Algorithmic Interference

On November 15, the Wall Street Journal published the results of their exhaustive investigation into Google’s processes for developing search algorithms. At the core of the exposé lies one question: does Google ever manually modify the search algorithms? The WSJ juxtaposed Google’s public statements alongside their own findings: 

The company states in a Google blog, “We do not use human curation to collect or arrange the results on a page.” It says it can’t divulge details about how the algorithms work because the company is involved in a long-running and high-stakes battle with those who want to profit by gaming the system.
But that message often clashes with what happens behind the scenes. Over time, Google has increasingly re-engineered and interfered with search results to a far greater degree than the company and its executives have acknowledged, a Wall Street Journal investigation has found. [Emphasis mine]

The four WSJ journalists listed on the byline (Kirsten Grind, Sam Schechner, Robert McMillan and John West) claim to have interviewed more than 100 current and former Google employees. Moreover, the reporters conducted their own testing to identify six types of situations where Google does, in fact, make manual changes to the search algorithms. Please excuse the long quote, but I think it is worth listing the description for all of their examples: 

Google made algorithmic changes to its search results that favor big businesses over smaller ones, and in at least one case made changes on behalf of a major advertiser, eBay Inc., contrary to its public position that it never takes that type of action. The company also boosts some major websites, such as Amazon.com Inc. and Facebook Inc., according to people familiar with the matter.
Google engineers regularly make behind-the-scenes adjustments to other information the company is increasingly layering on top of its basic search results. These features include auto-complete suggestions, boxes called “knowledge panels” and “featured snippets,” and news results, which aren’t subject to the same company policies limiting what engineers can remove or change.
Despite publicly denying doing so, Google keeps blacklists to remove certain sites or prevent others from surfacing in certain types of results. These moves are separate from those that block sites as required by U.S. or foreign law, such as those featuring child abuse or with copyright infringement, and from changes designed to demote spam sites, which attempt to game the system to appear higher in results.
In auto-complete, the feature that predicts search terms as the user types a query, Google’s engineers have created algorithms and blacklists to weed out more-incendiary suggestions for controversial subjects, such as abortion or immigration, in effect filtering out inflammatory results on high-profile topics.
Google employees and executives, including co-founders Larry Page and Sergey Brin, have disagreed on how much to intervene on search results and to what extent. Employees can push for revisions in specific search results, including on topics such as vaccinations and autism.
To evaluate its search results, Google employs thousands of low-paid contractors whose purpose the company says is to assess the quality of the algorithms’ rankings.
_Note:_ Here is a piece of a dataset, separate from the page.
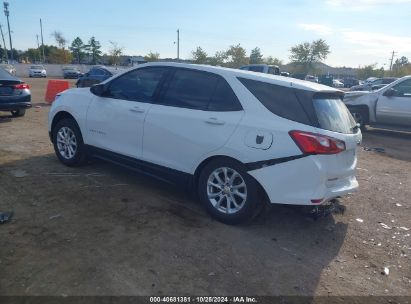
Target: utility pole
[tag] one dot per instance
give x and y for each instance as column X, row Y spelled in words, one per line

Even so, contractors said Google gave feedback to these workers to convey what it considered to be the correct ranking of results, and they revised their assessments accordingly, according to contractors interviewed by the Journal. The contractors’ collective evaluations are then used to adjust algorithms. [Emphasis mine]

There are a lot of ideas to unpack in the six claims, so let’s get started.

 

A Brief History of Google SEO

In the early days of the internet, most people looking for information visited websites like Yahoo and AltaVista. By today’s standards, most of the pioneering search engines were not very good at providing quality results. In large part, the ineffectiveness of these search engines stemmed from the poor design of their algorithms. When Yahoo and AltaVista both tried to build a directory of the internet, they assigned priority to websites based on how many times a specific word was used on each page. Suppose, for instance, that you entered “how to draw a horse” into a search engine. The best website for delivering that information is not necessarily the website that includes the words “draw” and “horse” the highest number of times. 
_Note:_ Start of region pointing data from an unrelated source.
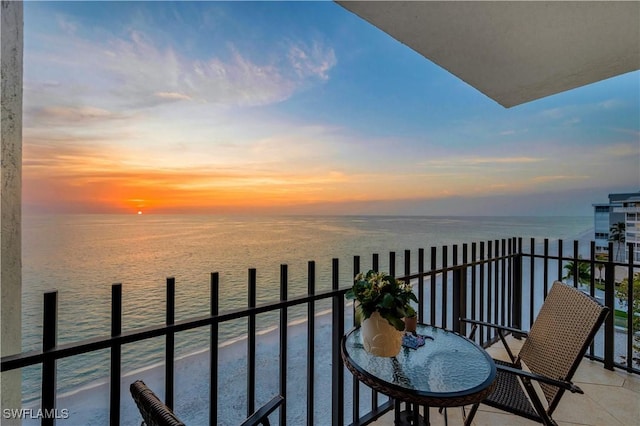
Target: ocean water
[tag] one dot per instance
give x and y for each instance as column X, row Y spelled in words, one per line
column 81, row 256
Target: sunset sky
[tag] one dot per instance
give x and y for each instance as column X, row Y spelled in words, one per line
column 294, row 107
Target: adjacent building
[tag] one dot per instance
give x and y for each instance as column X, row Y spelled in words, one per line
column 622, row 208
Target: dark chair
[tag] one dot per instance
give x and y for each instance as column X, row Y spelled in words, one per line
column 552, row 351
column 155, row 413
Instead of focusing on “quantity of words,” Google co-founders Sergey Brin and Lawrence Page developed an algorithm based on “quality of links.” More specifically, Google’s algorithm evaluated how many links a page had pointing to it, and — more importantly — how “authoritative” those links were. How did Google’s algorithm decide which pages were the most authoritative? Simple: just look at how many links were pointing to THAT page.
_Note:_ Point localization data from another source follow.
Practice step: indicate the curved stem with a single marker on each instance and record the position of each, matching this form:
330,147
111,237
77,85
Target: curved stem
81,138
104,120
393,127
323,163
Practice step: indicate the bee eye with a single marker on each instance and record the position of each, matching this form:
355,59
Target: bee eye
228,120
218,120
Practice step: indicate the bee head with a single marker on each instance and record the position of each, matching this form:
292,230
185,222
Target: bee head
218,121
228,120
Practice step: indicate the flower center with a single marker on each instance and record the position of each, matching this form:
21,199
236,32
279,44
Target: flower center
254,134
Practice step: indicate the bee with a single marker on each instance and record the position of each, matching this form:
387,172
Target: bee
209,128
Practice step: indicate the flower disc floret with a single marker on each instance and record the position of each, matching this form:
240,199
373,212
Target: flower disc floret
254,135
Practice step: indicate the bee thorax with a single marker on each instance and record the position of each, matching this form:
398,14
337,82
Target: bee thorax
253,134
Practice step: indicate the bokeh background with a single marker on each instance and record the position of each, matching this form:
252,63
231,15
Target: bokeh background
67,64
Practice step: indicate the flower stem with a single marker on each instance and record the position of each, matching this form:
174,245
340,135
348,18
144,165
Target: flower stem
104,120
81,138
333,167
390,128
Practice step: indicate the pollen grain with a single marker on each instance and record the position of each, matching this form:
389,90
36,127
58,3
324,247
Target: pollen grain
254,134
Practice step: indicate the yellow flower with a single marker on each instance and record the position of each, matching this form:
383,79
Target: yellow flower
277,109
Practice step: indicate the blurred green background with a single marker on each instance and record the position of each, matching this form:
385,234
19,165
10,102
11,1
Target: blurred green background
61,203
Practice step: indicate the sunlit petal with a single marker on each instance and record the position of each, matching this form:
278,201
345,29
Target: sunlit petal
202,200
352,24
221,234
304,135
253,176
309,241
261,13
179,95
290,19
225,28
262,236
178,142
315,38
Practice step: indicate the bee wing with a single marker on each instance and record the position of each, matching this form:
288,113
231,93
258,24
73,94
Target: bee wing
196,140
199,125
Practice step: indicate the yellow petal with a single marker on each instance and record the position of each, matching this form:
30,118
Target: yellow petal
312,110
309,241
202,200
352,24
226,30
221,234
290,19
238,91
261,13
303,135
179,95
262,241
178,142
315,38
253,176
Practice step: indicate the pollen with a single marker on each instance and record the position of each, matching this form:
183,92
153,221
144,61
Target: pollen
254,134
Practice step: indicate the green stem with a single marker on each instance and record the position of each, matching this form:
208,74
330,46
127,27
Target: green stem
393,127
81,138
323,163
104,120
Their concept was innovative, although the math itself was not actually that complicated. Consider this statement from the research paper that described their process: 

...a PageRank [Google’s term for measuring the importance of websites] for 26 million web pages can be computed in a few hours on a medium size workstation. 

Back in 2011, Google described the logic behind their algorithm in plain language: 

PageRank works by counting the number and quality of links to a page to determine a rough estimate of how important the website is. The underlying assumption is that more important websites are likely to receive more links from other websites

Brin and Page’s system produced significantly better results than rival search engines. In a short period of time, Google exemplified venture capitalist Peter Thiel’s mantra that new tech companies needed to be an “order of magnitude better than [their] nearest substitute.”


As I noted earlier, Google’s algorithm was not particularly complex. Companies could reverse engineer Google’s algorithm to ensure their website appeared on top of the search results. Comedian W.C. Fields once said, “A thing worth having is a thing worth cheating for.” Placement at the top of Google’s sort order was unquestionably a thing worth having; as such, cheating the algorithm became an obsession for many companies.


In a recent postI described some tricks — known as Black Hat search engine optimization — to game Google’s algorithm. The short version: Black Hat specialists built thousands of webpages that would link to each other, with the ultimate goal of pushing the primary domain to the top of Google’s search results. 


The creation of these “link farms” required a copious amount of work, but the process demanded very little technical know-how about search engine algorithms. Plus, the results paid for themselves — appearing at the top of Google’s sort order reliably boosted a company’s sales. 


Before long, anyone who wanted to rank highly on Google needed to employ these manipulative techniques — they were the only way you could compete in a zero-sum game. Companies that rejected Black Hat SEO strategies were like the Tour de France cyclists in the 1990s who refused to use performance-enhancing drugs. Sure, you could stand tall with your morals, but you would never reach the podium.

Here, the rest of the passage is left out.